We at New York owe Gloria a great deal. She helped enormously in getting our magazine started, and our staff members who have been with us since those uncertain days in early 1968 remember the forms her help took—from rewriting our direct mail pieces to promoting the magazine fiercely and turning out first-rate articles and columns under great pressure. Therefore, we must—out of love and gratitude, if for no other reasons (and there are others)—do what we can to help Gloria and her writing sisters get started on their own. Beyond that, we believe in the Women’s Movement.

Until now, the Women’s Movement has lacked an effective national publication to give voice to its ideas. We have placed our own knowledge and experience at Gloria’s disposal to help shape such a magazine. Ms., like New York, will concern itself with one of the most significant movements of our time.

Let me emphasize, however, that beyond playing godparent to Ms. for its first issue, we will have no further financial participation in the magazine. We want Ms. to be self-supporting and independent. With Elizabeth F. Harris in the role of publisher, Ms. is to be a magazine shaped by women.
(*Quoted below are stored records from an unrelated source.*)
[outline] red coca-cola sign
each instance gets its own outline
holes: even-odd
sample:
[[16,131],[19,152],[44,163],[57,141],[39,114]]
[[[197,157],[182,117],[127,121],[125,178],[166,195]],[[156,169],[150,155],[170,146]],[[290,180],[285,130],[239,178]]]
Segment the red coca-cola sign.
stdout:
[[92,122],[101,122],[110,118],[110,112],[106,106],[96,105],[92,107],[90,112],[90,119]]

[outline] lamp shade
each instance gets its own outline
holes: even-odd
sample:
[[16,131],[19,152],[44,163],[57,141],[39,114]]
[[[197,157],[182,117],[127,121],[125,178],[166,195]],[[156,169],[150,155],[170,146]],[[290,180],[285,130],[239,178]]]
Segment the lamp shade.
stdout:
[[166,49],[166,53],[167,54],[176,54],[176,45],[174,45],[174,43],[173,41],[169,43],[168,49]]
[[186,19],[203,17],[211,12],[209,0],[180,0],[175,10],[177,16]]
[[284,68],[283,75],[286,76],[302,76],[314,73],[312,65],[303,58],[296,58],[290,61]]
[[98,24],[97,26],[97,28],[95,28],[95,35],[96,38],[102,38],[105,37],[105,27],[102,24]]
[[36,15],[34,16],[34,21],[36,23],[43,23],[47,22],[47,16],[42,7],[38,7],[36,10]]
If we were to play the role of power-behind-the-scenes, that would only be a repetition of the traditional and already outmoded relationship between men and women.

The business arrangement is this: New York is paying production costs of the first issue, the Ms. staff is writing and editing it, and we are dividing the proceeds 50-50.
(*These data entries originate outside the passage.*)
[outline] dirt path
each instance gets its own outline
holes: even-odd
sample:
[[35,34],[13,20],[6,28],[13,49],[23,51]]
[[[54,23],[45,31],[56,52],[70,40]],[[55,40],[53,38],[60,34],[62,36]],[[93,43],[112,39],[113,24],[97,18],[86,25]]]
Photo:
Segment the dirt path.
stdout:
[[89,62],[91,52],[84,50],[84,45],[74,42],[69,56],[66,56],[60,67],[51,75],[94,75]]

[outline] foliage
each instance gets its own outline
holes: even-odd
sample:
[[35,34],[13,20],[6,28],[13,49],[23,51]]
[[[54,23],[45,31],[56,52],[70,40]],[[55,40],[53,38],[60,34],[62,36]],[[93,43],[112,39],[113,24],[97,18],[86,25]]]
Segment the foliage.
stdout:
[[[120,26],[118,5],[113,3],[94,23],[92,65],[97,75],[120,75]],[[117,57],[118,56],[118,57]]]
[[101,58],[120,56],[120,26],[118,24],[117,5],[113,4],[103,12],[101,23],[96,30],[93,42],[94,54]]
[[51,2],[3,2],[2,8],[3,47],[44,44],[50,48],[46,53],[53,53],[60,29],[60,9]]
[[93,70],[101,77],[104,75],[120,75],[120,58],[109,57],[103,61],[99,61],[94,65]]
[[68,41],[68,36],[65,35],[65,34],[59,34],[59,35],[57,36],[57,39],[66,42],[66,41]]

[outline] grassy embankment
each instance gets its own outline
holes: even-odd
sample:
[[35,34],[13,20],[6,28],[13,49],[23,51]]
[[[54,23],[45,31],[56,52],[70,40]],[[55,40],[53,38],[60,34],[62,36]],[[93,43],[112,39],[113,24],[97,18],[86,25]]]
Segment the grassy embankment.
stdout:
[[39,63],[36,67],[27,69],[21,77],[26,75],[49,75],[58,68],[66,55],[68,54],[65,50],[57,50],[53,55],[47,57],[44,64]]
The Women’s Movement will have impact on our lives. Such a force obviously needs its own voice. After having worked with Gloria for years, I know that she is the right woman at the right time. She will, of course, remain as a Contributing Editor of New York, continuing to write for our pages when she wants to comment on the local political scene.

Ms. will go on sale on January 25, in its first “solo” issue, after this New York Magazine “preview.” The first solo issue will include more than twice as much material as is contained in our 40-page section. (Incidentally, two articles from our own portion of this double issue are also part of the editorial content of Ms.: the Urban Strategist pieces on “Desexing the English Language” and “Down With Sexist Upbringing.”
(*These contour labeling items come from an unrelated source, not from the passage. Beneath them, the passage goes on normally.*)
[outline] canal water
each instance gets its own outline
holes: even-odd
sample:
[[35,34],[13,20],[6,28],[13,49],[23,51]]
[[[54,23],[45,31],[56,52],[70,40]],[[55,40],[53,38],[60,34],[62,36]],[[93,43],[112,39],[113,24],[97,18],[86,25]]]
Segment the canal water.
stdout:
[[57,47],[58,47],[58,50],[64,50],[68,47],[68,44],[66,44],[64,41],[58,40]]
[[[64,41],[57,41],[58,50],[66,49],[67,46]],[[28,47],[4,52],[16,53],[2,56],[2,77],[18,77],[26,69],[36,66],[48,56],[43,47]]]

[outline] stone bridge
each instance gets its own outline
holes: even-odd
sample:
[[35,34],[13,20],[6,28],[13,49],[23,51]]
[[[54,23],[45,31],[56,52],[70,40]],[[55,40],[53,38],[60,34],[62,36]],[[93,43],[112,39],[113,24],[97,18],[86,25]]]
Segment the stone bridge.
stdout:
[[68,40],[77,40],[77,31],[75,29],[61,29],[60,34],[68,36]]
There are more women than Gloria Steinem and Betty Harris involved. Some are on New York’s staff and worked to produce Ms. or to write for its first issue. Others have been working in the separate small office of Ms. and its female-controlled parent, Majority Enterprises. Naturally, all of us here in New York’s cramped East 32nd Street offices have been involved in one way or another, and it has been an exciting return for us to those days when our own Volume 1, Number 1 was taking shape. But special recognition should go to Bina Bernard, Joanne Edgar, Nina Finkelstein, Deborah Harkins, Betty Harris, Janet Lynch, Nancy Newhouse, Mary Peacock, Letty Pogrebin, Gloria Steinem, Joey Townsend, and Rochelle Udell.

For all of them, let me wish Ms. longevity and strength.